Todos os líderes de fóruns e das FTs foram convidados para integrar este novo espaço. Acho que vai ser a melhor maneira de dar mais evidência e eficiência nos posicionamentos da Coalizão nos assuntos relativos ao Código, principalmente na agenda proativa. Se necessário, na reativa, também. Até porque, sempre que a Coalizão reage, ela faz isso baseada em evidências que busca nas discussões que estão acontecendo nos fóruns. E esse processo poderá ser mais rápido com esta FT.

Por que criar essa Força-Tarefa agora? Há uma urgência no momento?

Na minha visão, há alguns fatores, mas que não têm a ver com urgência ou um episódio específico.

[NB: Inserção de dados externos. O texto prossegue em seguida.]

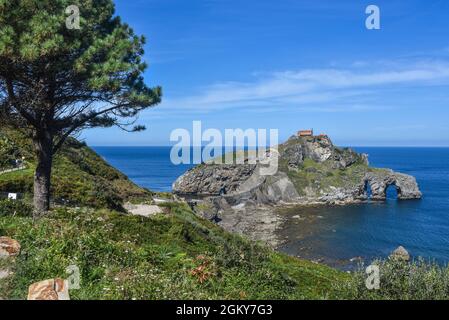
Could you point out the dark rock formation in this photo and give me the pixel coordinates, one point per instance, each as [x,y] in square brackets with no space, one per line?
[311,170]
[379,181]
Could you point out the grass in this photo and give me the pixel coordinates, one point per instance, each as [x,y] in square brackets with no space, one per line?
[400,280]
[168,256]
[79,177]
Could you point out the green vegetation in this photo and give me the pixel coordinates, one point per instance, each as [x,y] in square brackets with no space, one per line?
[322,176]
[169,256]
[400,280]
[79,177]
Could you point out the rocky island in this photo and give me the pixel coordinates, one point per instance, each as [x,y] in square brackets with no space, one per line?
[311,171]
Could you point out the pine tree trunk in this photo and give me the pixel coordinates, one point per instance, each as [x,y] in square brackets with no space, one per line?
[43,146]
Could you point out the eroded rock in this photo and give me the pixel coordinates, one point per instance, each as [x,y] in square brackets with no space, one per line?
[400,254]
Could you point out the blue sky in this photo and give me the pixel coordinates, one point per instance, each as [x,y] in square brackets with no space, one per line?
[294,64]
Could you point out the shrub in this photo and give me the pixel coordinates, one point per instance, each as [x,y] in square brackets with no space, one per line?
[15,208]
[399,280]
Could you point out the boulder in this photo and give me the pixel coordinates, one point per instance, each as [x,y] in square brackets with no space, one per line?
[400,254]
[52,289]
[9,247]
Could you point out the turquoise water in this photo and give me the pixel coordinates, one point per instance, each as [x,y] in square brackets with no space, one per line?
[337,234]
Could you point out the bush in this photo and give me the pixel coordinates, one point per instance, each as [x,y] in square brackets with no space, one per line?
[15,208]
[399,280]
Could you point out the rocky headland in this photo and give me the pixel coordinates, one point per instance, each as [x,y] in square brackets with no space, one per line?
[311,171]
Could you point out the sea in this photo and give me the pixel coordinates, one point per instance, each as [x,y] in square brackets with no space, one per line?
[337,234]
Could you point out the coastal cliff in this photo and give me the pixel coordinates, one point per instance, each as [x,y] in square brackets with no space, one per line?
[311,170]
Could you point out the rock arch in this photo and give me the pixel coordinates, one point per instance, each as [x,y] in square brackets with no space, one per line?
[406,186]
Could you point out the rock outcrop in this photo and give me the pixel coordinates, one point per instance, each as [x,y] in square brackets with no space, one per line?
[400,254]
[311,170]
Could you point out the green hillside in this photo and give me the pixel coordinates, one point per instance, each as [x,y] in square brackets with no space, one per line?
[80,176]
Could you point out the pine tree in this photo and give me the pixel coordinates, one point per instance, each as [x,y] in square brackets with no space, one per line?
[56,79]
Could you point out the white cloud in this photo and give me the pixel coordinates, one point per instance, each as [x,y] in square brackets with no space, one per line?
[314,89]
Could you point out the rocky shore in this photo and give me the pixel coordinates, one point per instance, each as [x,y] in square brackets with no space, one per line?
[311,171]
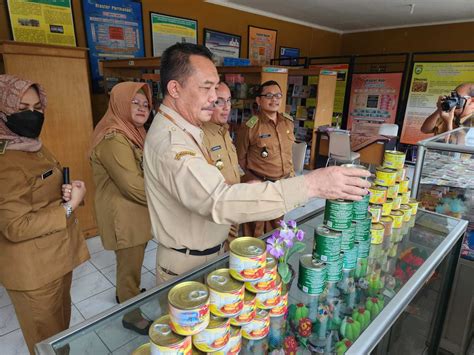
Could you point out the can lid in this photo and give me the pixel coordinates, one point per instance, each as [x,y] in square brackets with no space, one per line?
[161,334]
[188,295]
[221,281]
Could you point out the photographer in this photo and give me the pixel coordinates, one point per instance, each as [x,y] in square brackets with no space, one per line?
[452,111]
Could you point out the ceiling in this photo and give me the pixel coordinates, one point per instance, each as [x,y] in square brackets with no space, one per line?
[345,16]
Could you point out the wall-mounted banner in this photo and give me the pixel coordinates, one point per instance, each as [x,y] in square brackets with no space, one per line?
[168,30]
[114,30]
[374,97]
[42,21]
[429,81]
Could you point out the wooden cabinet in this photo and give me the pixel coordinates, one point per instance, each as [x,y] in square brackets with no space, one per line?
[67,130]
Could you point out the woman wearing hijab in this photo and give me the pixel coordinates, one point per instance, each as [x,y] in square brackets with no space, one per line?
[120,201]
[40,239]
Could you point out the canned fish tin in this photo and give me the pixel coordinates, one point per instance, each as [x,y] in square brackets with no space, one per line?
[214,337]
[327,243]
[189,307]
[348,236]
[413,203]
[258,328]
[397,219]
[312,275]
[376,233]
[247,258]
[248,312]
[378,194]
[226,294]
[268,281]
[164,341]
[376,211]
[338,214]
[406,209]
[385,176]
[387,207]
[392,191]
[396,202]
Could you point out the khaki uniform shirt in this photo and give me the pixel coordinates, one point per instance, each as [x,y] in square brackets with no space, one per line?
[120,201]
[260,134]
[38,244]
[191,205]
[222,151]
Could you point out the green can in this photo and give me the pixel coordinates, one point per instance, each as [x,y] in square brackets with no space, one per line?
[327,244]
[338,214]
[349,260]
[312,275]
[348,237]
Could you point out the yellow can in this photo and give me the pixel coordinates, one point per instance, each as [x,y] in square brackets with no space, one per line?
[393,159]
[164,341]
[392,191]
[271,298]
[378,194]
[214,337]
[226,294]
[406,209]
[188,304]
[376,212]
[413,203]
[376,233]
[248,312]
[396,202]
[247,258]
[387,207]
[259,327]
[397,219]
[268,281]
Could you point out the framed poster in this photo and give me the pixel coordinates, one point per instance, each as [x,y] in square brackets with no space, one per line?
[42,21]
[428,81]
[374,97]
[114,30]
[222,44]
[168,30]
[261,45]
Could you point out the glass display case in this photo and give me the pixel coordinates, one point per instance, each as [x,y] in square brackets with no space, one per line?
[400,275]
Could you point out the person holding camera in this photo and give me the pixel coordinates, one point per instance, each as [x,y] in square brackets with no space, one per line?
[452,111]
[40,238]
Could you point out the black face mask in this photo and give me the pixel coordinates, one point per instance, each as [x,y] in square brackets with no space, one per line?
[26,123]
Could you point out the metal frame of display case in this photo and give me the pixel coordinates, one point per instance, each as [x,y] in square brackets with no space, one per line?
[368,340]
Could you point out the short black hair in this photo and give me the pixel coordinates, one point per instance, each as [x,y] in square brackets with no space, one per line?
[175,63]
[265,84]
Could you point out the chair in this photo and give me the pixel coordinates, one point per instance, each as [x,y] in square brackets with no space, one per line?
[299,153]
[340,148]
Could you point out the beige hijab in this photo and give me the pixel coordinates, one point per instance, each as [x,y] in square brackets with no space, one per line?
[119,115]
[12,89]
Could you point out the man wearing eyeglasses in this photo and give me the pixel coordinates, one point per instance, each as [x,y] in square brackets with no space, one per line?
[219,144]
[264,147]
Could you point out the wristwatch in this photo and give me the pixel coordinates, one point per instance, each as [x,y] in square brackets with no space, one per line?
[67,206]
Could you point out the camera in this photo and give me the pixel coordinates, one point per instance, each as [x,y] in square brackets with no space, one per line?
[453,100]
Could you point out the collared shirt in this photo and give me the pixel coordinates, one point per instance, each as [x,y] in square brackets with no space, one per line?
[222,151]
[265,149]
[190,204]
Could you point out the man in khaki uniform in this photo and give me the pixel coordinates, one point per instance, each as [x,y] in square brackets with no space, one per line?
[191,206]
[219,145]
[264,148]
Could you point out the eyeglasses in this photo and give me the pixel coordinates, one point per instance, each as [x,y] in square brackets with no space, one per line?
[139,104]
[270,96]
[220,102]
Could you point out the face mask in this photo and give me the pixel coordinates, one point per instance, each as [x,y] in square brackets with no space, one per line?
[26,123]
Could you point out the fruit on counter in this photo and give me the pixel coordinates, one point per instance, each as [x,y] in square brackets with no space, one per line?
[350,328]
[362,315]
[374,305]
[342,346]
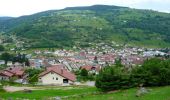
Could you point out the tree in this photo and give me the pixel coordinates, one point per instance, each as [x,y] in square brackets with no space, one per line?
[2,48]
[84,72]
[113,78]
[154,72]
[6,56]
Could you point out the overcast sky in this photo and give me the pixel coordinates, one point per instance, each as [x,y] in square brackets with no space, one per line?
[26,7]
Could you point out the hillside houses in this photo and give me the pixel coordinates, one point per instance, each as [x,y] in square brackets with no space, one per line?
[57,76]
[17,73]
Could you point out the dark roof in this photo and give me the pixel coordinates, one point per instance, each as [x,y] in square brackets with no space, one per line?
[60,71]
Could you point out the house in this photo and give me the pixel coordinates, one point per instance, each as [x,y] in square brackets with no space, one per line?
[11,72]
[5,75]
[2,62]
[91,69]
[56,75]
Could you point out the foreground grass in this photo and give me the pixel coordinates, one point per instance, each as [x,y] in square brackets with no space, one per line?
[90,93]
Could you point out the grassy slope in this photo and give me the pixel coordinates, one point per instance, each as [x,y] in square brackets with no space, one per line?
[87,93]
[75,26]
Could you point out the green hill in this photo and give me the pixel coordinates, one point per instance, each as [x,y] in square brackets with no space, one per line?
[98,23]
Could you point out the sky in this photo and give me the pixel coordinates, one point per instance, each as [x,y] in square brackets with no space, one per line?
[15,8]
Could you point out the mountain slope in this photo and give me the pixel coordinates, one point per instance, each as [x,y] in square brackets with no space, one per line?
[99,23]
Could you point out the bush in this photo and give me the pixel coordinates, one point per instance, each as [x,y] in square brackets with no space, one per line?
[153,72]
[112,78]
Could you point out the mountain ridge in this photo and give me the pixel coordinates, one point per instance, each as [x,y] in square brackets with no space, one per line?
[82,25]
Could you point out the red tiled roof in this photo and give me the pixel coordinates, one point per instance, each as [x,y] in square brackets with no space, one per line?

Mesmo porque o Código Florestal é urgente desde 2012. Acho que o primeiro fator é que, neste momento, estamos passando por um debate, ainda restrito ao GE e ao GX (Grupo Executivo), sobre a governança da Coalizão. E é natural que, ao discutir governança, comecemos a prestar atenção em como ela está funcionando. No caso do Código, ficou evidente que, se a compartimentalização em Fóruns e FTs ajuda a fazer muitas coisas ao mesmo tempo, é fundamental ter isso mais bem organizado.

A segunda razão é porque já houve episódios em que duas FTs ou dois Fóruns estavam tratando de assuntos similares sobre o Código e, na hora de a Coalizão consolidar um posicionamento, alguém lembrava que uma posição estava contradizendo outra que também era discutida. Na minha percepção, essas são as razões pelas quais criamos a FT agora.

Esta FT será sempre uma alinhadora, uma orientadora? Na prática, como vai se relacionar com as outras FTs e com os Fóruns?

Ela também pode induzir algum processo de discussão nas outras FTs, mas nos assuntos restritos ao Código Florestal. Imagino ainda que duas situações podem acontecer, extrapolando um pouco o propósito inicial. Uma delas é: reúne muitas pessoas com discussão acumulada e, de repente, surge algo novo ali ou uma proposta de procedimento. Outro fator que pode acontecer é alguém perceber, nas reuniões, que há sinergia com outros temas alheios ao Código. Isso pode vir a ajudar. A ideia é experimentar esse modelo e ver como funciona.

Em resumo, poderia dizer quais são os três propósitos da FT?

O primeiro é integrar, garantir que os assuntos que tenham relação direta ou indireta com o Código tenham sinergia, no tempo e na proposição, para que não haja propostas contraditórias entre as FTs. Também é induzir: se for percebido um assunto mais urgente, vamos sugerir que seja priorizado. Tem ali uma troca, uma via de mão dupla. O segundo propósito é compilar e endereçar propostas e demandas para posicionamentos ao GE. E o terceiro é a conexão para fora da Coalizão, ser uma ponte de articulação com atores externos.